Flash is the new disk and disk is the new archive: so said an AOL presenter at Brocade's Techday summit. What was he smoking? Is this just spin? I believe not. I believe we are seeing the dawning of a new storage age, one in which flash is used to store primary, tier one data; capacity disk is used to hold secondary and backup …
Flash-based Array Price/Performance
"The SPC-1 rankings are going to be dominated by flash systems, both in a performance sense and in a price/performance sense with outrageously impressive advances in price/performance by flash systems"
I'm unclear on where these outrageously impressive advances in price/performance will come from with flash systems. Two reasons for this: first, flash as a technology doesn't have too much further to go. There are other technologies coming down the line but don't hold your breath for flash to get significantly bigger or cheaper any time soon, certainly in a way that supercedes that of disk.
Second, many arrays are unable to handle the sheer number of I/Os that SSDs can generate, so there will be diminishing returns with these products. Scale-out products will help the performance aspect but unless there is a move away from the "big controller and lots of disk shelves" model the costs will be prohibitive thanks to the "big controller and a few SSDs" model that will result.
SSDs don't generate I/Os
A common misconception - fill an array with SSDs and you'll overpower it with I/Os.
Fact: the maximum I/Os an array can handle is unrelated to the disk or solid state drive technology. You can simply reach this limit with fewer drives using Solid State. A well-designed array won't "fall over" if the drives support more I/Os than the array does...and indeed, well-designed SSDs will respond to every I/O significantly faster than will disk drives.
Also, I believe the term "flash" is being used as a pseudonym for Solid State drives here...as you note, there are many other technologies coming down the pike...PCM looks to be next, with cost and performance advantages over NAND that will undoubtedly accelerate adoption...
"Tape's cost/GB stored blows disk away". Oh no it doesn't!
Prices just Googled: LTO5 cartridges about £50 (1.6Tb). 1Tb SATA disks about £33. Cost/Tbyte about the same. And then there's the cost of a very expensive tape drive to factor in. Disk just needs a hot-swap enclosure and a few caddies, or a raw-drive docking station.

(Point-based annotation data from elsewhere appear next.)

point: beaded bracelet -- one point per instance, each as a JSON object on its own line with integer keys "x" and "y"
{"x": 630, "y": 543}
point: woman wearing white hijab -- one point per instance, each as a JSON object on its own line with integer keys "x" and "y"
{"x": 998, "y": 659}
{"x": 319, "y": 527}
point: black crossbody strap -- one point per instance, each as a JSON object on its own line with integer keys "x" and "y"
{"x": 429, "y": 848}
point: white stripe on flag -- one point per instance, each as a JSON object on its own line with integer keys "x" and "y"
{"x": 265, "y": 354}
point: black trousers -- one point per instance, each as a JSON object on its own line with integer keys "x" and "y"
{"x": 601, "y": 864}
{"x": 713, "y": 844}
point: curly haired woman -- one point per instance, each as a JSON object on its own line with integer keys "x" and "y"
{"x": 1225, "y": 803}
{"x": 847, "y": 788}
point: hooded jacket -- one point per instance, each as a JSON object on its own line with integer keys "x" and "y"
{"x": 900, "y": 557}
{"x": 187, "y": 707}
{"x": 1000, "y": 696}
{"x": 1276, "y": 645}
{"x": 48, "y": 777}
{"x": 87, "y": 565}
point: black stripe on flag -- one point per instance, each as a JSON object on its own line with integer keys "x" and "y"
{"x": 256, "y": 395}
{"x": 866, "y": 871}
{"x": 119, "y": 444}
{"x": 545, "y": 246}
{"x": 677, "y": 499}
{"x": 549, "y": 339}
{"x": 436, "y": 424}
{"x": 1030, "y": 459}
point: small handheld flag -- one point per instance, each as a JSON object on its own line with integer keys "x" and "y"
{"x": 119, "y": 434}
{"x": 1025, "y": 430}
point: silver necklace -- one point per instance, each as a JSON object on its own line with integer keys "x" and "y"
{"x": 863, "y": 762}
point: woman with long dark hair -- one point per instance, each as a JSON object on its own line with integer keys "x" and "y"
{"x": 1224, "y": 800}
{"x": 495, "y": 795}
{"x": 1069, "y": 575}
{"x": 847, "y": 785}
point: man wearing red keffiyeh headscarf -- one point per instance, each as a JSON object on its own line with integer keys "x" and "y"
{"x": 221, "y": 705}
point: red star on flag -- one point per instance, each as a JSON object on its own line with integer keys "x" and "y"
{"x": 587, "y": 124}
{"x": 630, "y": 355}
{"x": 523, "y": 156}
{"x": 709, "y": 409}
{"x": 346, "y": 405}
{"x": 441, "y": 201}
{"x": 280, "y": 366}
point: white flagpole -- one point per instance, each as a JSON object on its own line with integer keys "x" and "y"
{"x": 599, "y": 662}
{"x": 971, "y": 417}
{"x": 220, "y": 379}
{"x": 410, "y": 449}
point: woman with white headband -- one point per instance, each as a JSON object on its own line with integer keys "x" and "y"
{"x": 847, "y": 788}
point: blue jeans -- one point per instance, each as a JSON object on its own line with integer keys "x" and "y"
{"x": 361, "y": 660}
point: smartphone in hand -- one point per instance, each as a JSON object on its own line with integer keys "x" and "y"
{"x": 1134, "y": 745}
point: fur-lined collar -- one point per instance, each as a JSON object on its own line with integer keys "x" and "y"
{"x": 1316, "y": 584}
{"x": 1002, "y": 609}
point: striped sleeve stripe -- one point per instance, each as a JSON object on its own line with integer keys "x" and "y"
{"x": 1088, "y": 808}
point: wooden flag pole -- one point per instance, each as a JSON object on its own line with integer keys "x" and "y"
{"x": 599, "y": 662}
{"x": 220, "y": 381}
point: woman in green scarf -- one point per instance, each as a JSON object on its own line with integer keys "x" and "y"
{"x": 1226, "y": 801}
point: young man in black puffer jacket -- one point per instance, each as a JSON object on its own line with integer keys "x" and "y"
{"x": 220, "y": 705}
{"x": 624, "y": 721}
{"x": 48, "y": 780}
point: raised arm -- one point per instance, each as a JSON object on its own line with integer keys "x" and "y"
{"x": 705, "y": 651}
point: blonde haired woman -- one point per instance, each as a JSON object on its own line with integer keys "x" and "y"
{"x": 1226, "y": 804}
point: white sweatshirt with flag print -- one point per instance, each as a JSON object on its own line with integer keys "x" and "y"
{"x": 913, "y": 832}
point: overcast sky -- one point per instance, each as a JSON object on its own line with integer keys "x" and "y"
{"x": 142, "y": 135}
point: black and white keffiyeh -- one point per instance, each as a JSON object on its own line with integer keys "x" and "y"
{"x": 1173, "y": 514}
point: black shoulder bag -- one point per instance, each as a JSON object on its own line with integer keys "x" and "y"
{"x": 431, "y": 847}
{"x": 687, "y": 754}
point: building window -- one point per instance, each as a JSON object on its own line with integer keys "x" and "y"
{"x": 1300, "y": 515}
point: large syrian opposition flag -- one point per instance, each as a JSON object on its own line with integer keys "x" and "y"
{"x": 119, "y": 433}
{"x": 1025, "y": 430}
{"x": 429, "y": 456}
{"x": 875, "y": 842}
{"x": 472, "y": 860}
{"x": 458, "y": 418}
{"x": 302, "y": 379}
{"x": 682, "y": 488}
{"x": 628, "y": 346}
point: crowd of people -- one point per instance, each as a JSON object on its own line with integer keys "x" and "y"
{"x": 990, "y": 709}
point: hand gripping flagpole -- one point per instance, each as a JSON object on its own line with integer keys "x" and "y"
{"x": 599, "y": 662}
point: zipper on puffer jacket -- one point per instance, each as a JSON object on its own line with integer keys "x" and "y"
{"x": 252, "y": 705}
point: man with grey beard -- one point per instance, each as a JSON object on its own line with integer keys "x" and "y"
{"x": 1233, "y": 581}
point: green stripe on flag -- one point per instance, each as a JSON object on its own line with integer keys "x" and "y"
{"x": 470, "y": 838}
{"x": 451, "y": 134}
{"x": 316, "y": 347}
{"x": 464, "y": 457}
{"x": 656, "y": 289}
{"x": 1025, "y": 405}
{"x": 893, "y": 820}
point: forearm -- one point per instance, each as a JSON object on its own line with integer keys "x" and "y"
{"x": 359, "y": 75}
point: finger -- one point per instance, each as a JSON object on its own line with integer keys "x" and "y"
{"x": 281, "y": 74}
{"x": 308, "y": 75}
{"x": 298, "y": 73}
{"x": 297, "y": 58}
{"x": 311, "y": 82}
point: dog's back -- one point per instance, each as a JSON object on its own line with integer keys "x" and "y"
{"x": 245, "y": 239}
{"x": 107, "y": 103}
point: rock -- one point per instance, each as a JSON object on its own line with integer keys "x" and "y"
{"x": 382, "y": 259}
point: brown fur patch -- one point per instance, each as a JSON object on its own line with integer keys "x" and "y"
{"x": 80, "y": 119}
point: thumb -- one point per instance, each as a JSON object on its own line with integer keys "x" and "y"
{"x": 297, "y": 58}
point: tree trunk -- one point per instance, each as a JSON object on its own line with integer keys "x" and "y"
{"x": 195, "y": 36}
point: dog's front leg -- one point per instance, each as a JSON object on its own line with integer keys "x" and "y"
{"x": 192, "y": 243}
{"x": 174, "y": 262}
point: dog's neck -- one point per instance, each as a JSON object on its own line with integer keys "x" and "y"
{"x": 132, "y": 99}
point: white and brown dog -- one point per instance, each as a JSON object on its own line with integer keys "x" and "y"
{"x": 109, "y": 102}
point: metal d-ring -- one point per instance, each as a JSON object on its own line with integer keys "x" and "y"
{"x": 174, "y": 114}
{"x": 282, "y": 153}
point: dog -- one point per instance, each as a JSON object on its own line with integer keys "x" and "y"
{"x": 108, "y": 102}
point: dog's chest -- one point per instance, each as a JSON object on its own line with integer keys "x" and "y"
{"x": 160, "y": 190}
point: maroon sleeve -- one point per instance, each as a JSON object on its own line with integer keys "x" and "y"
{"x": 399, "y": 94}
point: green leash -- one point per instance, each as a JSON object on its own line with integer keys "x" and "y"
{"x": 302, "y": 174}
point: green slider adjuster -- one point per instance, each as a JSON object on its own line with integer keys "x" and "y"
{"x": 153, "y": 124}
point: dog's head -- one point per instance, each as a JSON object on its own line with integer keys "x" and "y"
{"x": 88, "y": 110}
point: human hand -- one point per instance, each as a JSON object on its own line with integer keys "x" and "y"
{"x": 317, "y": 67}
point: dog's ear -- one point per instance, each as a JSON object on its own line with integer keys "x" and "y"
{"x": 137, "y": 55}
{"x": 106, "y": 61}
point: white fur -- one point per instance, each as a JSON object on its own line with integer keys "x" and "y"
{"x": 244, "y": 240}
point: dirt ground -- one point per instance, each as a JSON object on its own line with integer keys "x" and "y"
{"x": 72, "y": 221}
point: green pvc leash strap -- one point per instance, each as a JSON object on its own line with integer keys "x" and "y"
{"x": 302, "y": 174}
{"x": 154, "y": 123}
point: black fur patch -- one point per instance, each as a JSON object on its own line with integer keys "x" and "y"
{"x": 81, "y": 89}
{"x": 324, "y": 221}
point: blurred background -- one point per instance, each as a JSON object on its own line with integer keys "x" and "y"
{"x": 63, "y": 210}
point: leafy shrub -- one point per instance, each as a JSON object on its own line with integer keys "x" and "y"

Of course it's comparing different sorts of fruit. Tape wins for offline off-site storage, because a tape cassette is mechanically rather more robust than a SATA disk. On the other hand, Rsync or similar algorithms across a network to a remote disk mirror is far more accessible for things like recovering accidentally deleted or corrupted files, or doing post-mortems after TS hits TF.
Look, we're talking big systems here, not a couple of disks in an enclosure. Of course a single, or small amount of SATA disks at a small company (or at home, as I do) will be less expensive than tape. When you're talking about managing even medium sized companies tape will win out for many reasons.
The company I work for is rather large, we backup between 800TB and 1PB a night, depending upon the night of the week. We manage tens of thousands of tapes which we don't need to power or cool and are automatically loaded by robotics, we retain data from one month to seven years - this simply cannot be done with disk.
Yes, an online disk will be able to recover an individual file faster, indeed most large systems I backup are backed up from a disk snapshot, to maintain system uptime and give a single fast recovery point before going to tape. However the main amount of time in recovering a deleted file is not the get tape/load tape/find file operation, it's the call helpdesk/get them to recover file, which you have to do before that. I would further add that most NAS or file servers do offer an option to trake snapshots and allow end users to recover files from these snapshots, in my experience you need to prevent your end users doing this and get the helpdesk to do it becuase they just use it as 'above quota' disk space.
Was doing so well
This started out as a great, well-balanced article. Even had comments and clarifications such as: "But disk, constantly online disk, is always at risk....", note the "constantly online disk" clarification.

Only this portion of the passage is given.